Section 179 deduction limits were scheduled to be $139,000 for 2012 and $25,000 for 2013. With the new bill, the maximum Section 179 deduction has been retained at the $500,000 level for tax years beginning in 2012 and 2013. The $500,000 level begins to phase-out when qualifying purchases exceed $2 million.

“Section 179 is allowed on almost all farm asset purchases (whether used or new) except for farm buildings,” notes Chris Hesse, a tax partner with CliftonLarsonAllen. “Integrated livestock feeding facilities such as a hog confinement facility can be deducted under Section 179, but not a machine shop or barn.”

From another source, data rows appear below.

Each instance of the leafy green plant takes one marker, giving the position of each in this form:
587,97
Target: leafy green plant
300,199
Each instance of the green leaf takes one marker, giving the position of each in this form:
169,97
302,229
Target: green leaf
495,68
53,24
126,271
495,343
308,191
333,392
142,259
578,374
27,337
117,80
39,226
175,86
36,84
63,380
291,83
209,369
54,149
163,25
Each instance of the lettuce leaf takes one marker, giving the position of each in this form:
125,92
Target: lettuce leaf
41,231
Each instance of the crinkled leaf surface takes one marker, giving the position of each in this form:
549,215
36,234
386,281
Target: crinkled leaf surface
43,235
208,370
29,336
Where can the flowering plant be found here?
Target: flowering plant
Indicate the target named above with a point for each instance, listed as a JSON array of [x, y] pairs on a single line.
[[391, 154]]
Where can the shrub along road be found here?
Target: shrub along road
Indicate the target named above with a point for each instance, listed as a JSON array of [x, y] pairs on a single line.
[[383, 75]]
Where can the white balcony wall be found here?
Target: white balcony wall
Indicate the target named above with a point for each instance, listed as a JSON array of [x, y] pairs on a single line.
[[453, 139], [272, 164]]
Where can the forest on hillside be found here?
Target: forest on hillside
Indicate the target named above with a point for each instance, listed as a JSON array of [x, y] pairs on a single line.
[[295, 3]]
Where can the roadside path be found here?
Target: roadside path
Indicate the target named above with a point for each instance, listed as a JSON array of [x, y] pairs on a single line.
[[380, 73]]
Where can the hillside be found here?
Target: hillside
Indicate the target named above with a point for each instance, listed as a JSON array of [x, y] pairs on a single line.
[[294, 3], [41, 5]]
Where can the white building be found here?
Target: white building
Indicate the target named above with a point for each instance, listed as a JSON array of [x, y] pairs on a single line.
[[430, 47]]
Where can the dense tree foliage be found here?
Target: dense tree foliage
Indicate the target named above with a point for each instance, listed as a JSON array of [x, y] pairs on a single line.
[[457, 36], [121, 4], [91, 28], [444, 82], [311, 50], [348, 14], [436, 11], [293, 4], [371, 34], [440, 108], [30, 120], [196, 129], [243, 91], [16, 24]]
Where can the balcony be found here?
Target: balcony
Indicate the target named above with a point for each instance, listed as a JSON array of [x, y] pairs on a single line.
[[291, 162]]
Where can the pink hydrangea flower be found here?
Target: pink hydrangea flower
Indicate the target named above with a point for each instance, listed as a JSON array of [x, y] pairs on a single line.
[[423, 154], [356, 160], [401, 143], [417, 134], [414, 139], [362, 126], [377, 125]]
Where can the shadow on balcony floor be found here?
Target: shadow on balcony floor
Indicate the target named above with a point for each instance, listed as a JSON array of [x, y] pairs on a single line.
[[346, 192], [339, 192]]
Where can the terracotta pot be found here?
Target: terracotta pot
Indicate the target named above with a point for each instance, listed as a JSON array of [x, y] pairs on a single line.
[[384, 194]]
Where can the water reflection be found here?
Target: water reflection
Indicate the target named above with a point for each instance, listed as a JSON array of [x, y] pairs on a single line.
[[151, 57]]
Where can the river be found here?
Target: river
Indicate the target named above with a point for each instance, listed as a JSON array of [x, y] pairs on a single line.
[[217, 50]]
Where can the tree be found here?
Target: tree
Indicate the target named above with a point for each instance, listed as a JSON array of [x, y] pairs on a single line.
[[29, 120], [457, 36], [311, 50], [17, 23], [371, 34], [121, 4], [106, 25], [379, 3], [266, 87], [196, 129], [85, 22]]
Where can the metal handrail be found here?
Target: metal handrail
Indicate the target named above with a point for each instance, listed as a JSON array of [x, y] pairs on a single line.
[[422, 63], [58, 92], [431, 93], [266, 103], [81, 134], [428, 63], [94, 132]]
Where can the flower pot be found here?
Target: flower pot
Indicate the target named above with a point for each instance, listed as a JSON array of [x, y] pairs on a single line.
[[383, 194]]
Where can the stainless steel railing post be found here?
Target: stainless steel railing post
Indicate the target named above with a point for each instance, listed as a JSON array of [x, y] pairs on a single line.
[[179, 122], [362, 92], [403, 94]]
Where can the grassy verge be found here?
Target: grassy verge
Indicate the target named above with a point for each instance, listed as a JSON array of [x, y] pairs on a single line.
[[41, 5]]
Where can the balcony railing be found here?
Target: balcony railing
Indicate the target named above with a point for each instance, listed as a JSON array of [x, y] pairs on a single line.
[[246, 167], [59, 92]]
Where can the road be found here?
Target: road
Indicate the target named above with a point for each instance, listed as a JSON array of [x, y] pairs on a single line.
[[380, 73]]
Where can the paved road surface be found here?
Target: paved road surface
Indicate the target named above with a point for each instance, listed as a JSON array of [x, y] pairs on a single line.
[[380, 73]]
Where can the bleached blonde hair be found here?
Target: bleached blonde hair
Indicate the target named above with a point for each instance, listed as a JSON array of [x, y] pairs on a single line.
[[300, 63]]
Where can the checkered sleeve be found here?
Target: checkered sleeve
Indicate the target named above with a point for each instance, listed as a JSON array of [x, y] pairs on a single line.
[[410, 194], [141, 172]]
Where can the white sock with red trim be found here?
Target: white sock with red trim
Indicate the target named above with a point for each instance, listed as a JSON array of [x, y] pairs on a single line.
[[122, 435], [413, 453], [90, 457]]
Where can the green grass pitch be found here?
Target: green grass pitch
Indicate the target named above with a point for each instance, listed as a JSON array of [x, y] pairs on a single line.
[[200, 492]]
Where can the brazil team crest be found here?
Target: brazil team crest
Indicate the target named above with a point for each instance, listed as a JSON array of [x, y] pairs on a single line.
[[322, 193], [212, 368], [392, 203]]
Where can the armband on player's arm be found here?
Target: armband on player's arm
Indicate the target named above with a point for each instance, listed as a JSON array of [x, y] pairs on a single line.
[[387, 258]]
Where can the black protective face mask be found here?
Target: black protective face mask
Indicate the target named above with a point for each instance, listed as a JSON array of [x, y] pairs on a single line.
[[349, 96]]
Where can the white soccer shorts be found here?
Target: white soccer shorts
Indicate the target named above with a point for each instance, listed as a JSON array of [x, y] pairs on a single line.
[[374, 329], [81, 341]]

“For 2014, this deduction is scheduled to revert back to $25,000, although we expect Congress to step in and increase the amount,” Hesse continues. Unlike bonus depreciation, Section 179 is based on when your tax year begins.

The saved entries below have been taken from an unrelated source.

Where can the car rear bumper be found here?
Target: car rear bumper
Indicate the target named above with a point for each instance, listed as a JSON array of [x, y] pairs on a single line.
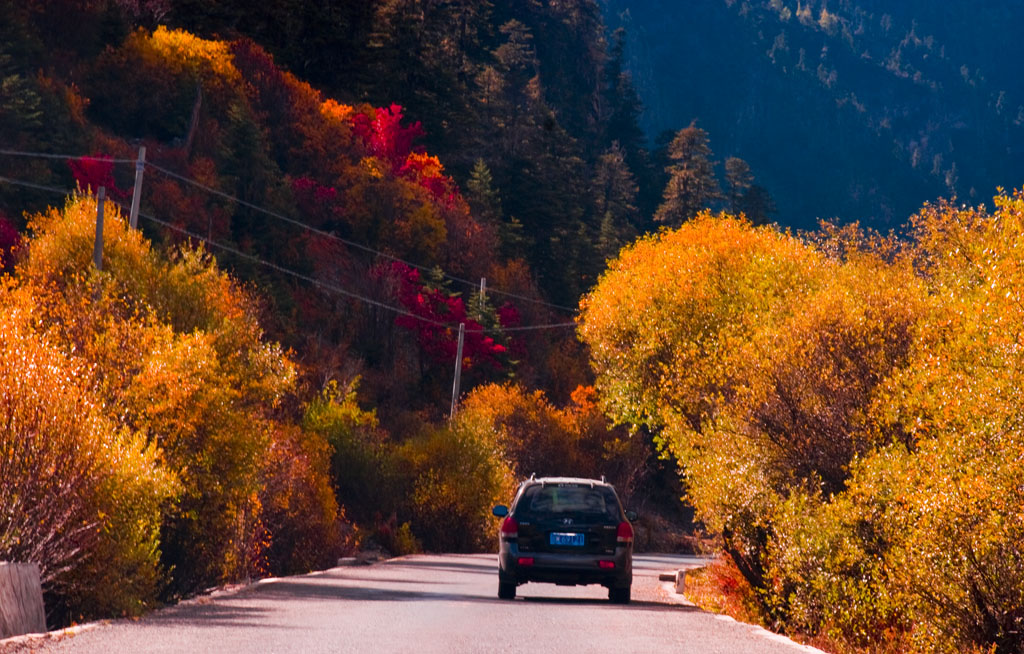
[[568, 569]]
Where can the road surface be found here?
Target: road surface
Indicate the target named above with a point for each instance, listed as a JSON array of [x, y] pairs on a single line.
[[425, 604]]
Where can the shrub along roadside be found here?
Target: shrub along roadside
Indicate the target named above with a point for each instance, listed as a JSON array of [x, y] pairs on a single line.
[[846, 409], [199, 479]]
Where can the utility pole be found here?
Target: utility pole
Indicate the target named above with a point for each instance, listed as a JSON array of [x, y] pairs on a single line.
[[136, 194], [97, 248], [458, 368]]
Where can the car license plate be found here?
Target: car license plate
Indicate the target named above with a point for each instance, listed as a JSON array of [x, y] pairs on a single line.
[[566, 539]]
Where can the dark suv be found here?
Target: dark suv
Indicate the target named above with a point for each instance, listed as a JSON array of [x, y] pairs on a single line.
[[567, 531]]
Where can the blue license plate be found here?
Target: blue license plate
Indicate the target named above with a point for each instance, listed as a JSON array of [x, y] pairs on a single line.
[[566, 539]]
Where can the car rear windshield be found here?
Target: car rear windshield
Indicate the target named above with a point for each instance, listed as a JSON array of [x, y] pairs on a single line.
[[554, 500]]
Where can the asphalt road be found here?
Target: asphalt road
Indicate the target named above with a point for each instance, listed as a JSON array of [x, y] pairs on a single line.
[[426, 604]]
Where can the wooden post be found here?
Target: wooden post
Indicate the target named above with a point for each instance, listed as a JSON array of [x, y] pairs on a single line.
[[458, 368], [97, 248], [136, 194]]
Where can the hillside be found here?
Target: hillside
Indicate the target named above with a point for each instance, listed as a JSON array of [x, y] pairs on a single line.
[[856, 110]]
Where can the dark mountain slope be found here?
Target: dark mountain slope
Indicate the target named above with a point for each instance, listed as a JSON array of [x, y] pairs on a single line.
[[854, 110]]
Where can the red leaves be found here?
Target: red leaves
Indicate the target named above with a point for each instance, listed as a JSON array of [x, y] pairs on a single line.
[[93, 172], [384, 137], [435, 319]]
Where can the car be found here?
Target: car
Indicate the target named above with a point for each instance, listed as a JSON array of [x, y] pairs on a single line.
[[565, 530]]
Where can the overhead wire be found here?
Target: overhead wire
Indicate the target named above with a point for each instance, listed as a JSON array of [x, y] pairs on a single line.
[[111, 160], [288, 271], [346, 242], [298, 223]]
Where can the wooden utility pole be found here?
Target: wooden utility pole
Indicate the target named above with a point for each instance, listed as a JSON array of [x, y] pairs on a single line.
[[136, 194], [97, 247], [458, 369]]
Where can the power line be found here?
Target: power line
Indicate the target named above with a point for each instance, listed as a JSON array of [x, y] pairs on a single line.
[[297, 223], [338, 290], [52, 189], [111, 160], [288, 271], [352, 244]]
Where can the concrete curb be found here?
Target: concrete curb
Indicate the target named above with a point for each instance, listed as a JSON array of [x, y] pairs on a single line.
[[20, 600], [15, 643], [678, 578]]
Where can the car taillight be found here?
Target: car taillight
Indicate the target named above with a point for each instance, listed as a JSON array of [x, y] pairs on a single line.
[[625, 533], [510, 528]]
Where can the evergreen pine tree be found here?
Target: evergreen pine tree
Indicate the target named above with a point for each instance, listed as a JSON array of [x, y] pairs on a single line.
[[614, 202], [691, 177], [738, 180]]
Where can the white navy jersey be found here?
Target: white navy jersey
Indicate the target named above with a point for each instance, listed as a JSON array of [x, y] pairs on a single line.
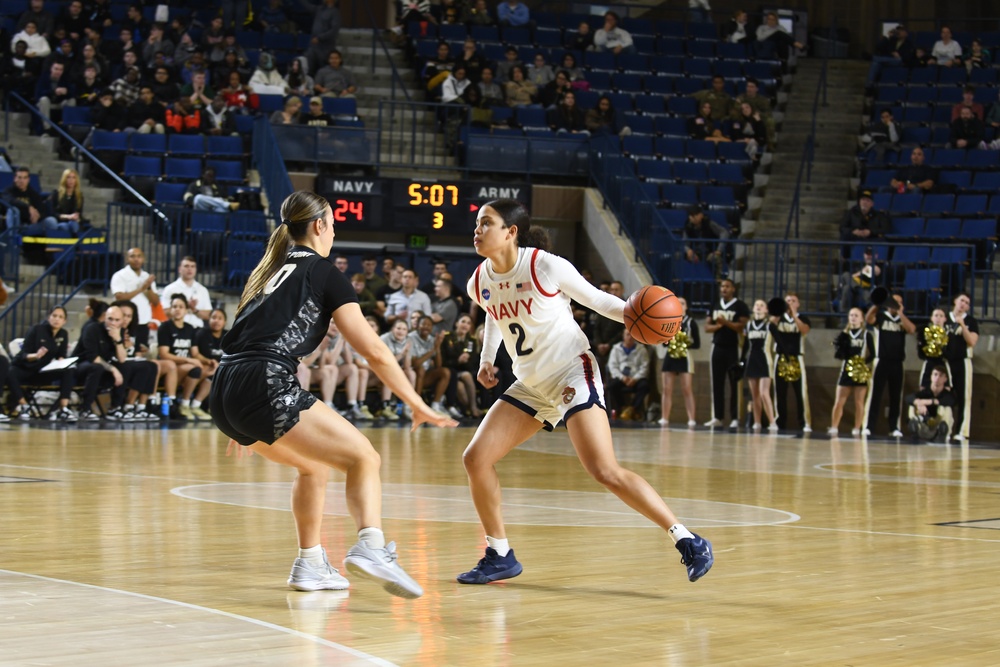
[[291, 316], [180, 339], [529, 309]]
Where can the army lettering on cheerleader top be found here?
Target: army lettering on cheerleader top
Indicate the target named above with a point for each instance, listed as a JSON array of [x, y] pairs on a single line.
[[294, 309], [731, 311], [787, 337], [889, 336]]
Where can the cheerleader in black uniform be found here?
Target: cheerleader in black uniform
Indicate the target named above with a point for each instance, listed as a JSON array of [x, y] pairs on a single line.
[[938, 318], [757, 339], [682, 368], [853, 341]]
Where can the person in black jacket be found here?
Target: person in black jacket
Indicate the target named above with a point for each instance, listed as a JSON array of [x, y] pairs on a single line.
[[44, 343]]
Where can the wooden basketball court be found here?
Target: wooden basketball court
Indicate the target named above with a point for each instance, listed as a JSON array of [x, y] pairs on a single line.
[[145, 546]]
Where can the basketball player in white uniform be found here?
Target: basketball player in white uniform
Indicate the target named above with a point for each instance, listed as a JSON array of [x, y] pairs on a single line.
[[526, 294]]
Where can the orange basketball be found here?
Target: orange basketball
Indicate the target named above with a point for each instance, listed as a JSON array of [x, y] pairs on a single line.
[[653, 315]]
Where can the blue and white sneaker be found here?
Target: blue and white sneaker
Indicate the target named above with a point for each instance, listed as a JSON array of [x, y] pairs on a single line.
[[492, 567], [696, 554]]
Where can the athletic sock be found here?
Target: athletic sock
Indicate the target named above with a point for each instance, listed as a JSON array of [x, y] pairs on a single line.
[[678, 532], [312, 555], [374, 538], [501, 546]]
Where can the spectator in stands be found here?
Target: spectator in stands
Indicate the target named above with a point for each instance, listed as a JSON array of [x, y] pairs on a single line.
[[125, 90], [335, 80], [165, 90], [38, 46], [290, 115], [135, 284], [66, 203], [967, 130], [946, 52], [704, 239], [477, 13], [72, 20], [726, 322], [296, 82], [930, 409], [175, 339], [519, 91], [236, 96], [703, 127], [603, 121], [99, 350], [455, 85], [26, 208], [856, 287], [44, 343], [734, 30], [316, 116], [42, 20], [551, 94], [963, 334], [472, 60], [198, 92], [628, 368], [978, 57], [325, 28], [203, 194], [863, 222], [776, 37], [566, 117], [751, 130], [492, 92], [883, 134], [54, 91], [513, 13], [539, 72], [426, 358], [917, 177], [18, 72], [199, 301], [88, 88], [108, 115], [573, 73], [146, 115], [401, 304], [582, 40], [722, 103], [266, 79], [895, 50], [968, 102], [613, 38], [156, 43]]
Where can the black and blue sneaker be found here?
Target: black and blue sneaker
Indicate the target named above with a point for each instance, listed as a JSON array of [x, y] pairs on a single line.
[[491, 567], [696, 554]]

4. Retention of 50 percent bonus depreciation

Fifty percent bonus depreciation has been extended for any new assets purchased by December 31, 2013. Unlike Section 179, bonus depreciation applies to all new farm assets placed in service by that date. Therefore, constructing and placing a new machine shed or shop in service before January 1, 2014 will qualify for 50 percent bonus depreciation.

5. New definition of “upper income”

Almost all of the tax rates that were set to expire on January 1, 2013 were maintained. The only change is that the highest rate of 39.6 percent (up from 35 percent) is now imposed on taxable income more than $400,000 for singles and $450,000 for married couples.

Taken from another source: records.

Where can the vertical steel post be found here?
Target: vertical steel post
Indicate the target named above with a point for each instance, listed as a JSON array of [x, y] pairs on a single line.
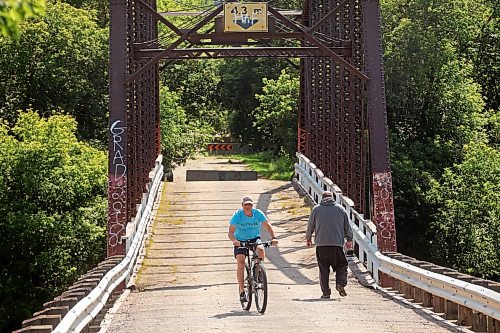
[[117, 166], [383, 206]]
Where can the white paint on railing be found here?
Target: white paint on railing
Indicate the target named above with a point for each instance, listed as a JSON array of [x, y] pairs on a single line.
[[469, 295], [89, 307]]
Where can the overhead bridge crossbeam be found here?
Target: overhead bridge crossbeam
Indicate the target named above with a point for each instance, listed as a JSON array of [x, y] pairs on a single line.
[[186, 13], [235, 52]]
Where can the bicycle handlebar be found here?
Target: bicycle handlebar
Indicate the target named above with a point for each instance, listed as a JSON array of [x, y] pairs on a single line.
[[249, 244]]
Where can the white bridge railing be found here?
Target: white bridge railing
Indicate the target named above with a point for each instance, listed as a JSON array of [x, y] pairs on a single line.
[[89, 307], [463, 293]]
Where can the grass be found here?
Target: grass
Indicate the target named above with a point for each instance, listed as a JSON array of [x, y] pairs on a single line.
[[267, 164]]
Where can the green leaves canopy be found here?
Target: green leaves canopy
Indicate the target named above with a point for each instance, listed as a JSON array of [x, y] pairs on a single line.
[[12, 12], [59, 63], [52, 211]]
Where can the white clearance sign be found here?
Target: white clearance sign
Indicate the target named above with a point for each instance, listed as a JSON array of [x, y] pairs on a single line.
[[245, 17]]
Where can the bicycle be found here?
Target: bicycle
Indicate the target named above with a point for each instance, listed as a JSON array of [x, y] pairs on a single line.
[[256, 278]]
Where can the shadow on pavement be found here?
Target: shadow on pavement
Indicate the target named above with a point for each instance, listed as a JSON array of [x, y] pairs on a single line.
[[315, 300], [235, 313]]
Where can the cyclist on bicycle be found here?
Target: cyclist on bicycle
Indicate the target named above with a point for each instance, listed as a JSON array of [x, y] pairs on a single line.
[[244, 226]]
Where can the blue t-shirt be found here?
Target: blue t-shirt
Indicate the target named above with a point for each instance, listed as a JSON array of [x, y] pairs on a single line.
[[247, 227]]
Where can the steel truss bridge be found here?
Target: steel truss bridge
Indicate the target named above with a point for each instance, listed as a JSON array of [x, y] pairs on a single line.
[[342, 145]]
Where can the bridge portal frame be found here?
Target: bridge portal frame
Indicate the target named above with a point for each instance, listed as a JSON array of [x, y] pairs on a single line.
[[352, 69]]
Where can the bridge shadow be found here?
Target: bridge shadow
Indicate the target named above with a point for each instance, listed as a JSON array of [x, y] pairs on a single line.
[[235, 313], [186, 287], [276, 257], [426, 313], [314, 300]]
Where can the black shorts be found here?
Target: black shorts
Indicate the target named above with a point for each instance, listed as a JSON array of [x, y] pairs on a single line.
[[244, 250]]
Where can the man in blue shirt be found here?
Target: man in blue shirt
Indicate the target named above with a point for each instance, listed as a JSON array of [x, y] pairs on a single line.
[[244, 226]]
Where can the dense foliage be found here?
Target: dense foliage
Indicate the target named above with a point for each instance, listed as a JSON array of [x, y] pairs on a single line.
[[182, 137], [59, 63], [443, 115], [276, 116], [12, 12], [52, 212]]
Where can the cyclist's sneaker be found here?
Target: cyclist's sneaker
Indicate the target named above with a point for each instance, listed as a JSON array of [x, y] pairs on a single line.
[[341, 290], [243, 297]]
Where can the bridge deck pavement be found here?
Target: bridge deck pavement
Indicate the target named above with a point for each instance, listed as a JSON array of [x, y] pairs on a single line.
[[187, 282]]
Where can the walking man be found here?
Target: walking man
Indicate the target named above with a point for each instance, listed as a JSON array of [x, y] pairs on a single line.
[[330, 225]]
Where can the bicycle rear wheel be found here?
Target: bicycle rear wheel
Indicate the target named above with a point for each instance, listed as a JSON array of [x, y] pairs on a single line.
[[260, 279], [247, 288]]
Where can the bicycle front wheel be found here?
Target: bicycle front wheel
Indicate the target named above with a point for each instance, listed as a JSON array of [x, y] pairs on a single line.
[[247, 288], [260, 280]]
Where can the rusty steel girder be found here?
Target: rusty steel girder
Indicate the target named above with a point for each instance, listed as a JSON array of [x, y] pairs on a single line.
[[134, 117]]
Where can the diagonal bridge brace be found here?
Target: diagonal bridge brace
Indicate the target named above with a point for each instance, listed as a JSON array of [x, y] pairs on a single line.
[[310, 38], [300, 33], [172, 46]]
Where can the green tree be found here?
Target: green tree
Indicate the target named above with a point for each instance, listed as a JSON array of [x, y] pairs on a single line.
[[181, 138], [197, 84], [52, 212], [59, 63], [12, 12], [241, 81], [276, 116], [466, 228], [434, 105]]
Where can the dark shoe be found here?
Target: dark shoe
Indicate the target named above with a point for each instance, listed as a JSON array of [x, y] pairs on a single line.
[[341, 291]]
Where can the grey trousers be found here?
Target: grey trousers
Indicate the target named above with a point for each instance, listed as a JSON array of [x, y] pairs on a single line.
[[331, 256]]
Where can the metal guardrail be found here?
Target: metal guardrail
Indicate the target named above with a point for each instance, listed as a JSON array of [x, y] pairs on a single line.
[[461, 293], [89, 307]]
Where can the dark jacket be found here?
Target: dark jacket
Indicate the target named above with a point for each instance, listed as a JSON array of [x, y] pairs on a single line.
[[329, 223]]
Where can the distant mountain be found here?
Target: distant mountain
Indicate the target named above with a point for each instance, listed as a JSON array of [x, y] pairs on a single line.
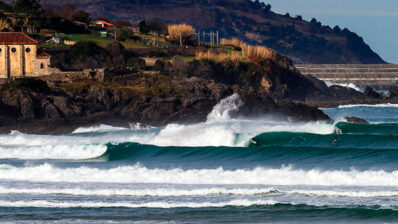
[[253, 22]]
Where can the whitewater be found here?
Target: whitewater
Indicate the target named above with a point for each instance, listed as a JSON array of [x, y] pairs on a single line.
[[208, 172]]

6. Marriage penalty for high income earners

Due to the imbalance of higher tax rates starting at almost the same rate for married couples and singles, higher-earning couples will pay more tax than if they were not married. If two singles make $400,000 each, neither will pay the maximum tax rate. If a married couple earns $800,000, $350,000 is taxed at the highest rate. This can easily result in an increased tax liability exceeding $20,000 annually.

7. Capital gains and dividend tax rates rise

The tax bill raises the maximum long-term capital gains (and dividends) rate from 15 percent to 20 percent. However, due to the phase-out of certain itemized deductions and personal exemptions, plus the 3.8 percent net investment income tax (applied to single taxpayers with more than $200,000 in gross income, and couples with more than $250,000 of gross income), many taxpayers will see an effective maximum capital gains tax rate near 25 percent.

As an extreme example, assume a married farm couple has taxable income greater than $300,000, but less than $425,000. Their maximum capital gains rate will be about 24 percent. Multiple phase-out ranges change the effective tax rates from their stated rates.

“This is a back-door rate increase,” says Hesse. “Congress increases taxes while still advertising that the marginal rate is ‘only’ some lower amount.”

8. Permanent AMT relief

The IRS estimated that more than 25 million additional taxpayers would have been subject to Alternative Minimum Tax (AMT) in 2012 if Congress had not extended the AMT patch. The patch increases the AMT exemption to reflect the amount of inflation that has occurred between 1986 and 2012. With the new bill, Congress went one step further and made this inflation adjustment permanent.

9. Itemized deduction and personal exemption phase-out

These rules applied several years back and were scheduled to come into effect again in 2013. The only change is that Congress increased the applicable threshold levels to $300,000 for married couples and $250,000 for singles. Above these levels, 3 percent of itemized deductions will phase out, and for every $2,500 income increase, 2 percent of personal exemptions will be eliminated.

10. Planning is important

Tax planning for 2012 took an unexpected turn when Congress retroactively increased the Section 179 deduction, which is heavily used by farmers. The added deductions may reduce taxable income to a lower-than-desired level. Farmers have many tools to retroactively increase taxable income in order to compensate.

Tax planning has some certainty for this year that didn’t exist last year, but that does not mean farm families can skip it. It will require planning to steer clear of the maximum income and capital gains tax rates. Plus, farm families with a taxable estate of at least $5 million should continue using annual estate planning tools. Now is a good time to get started.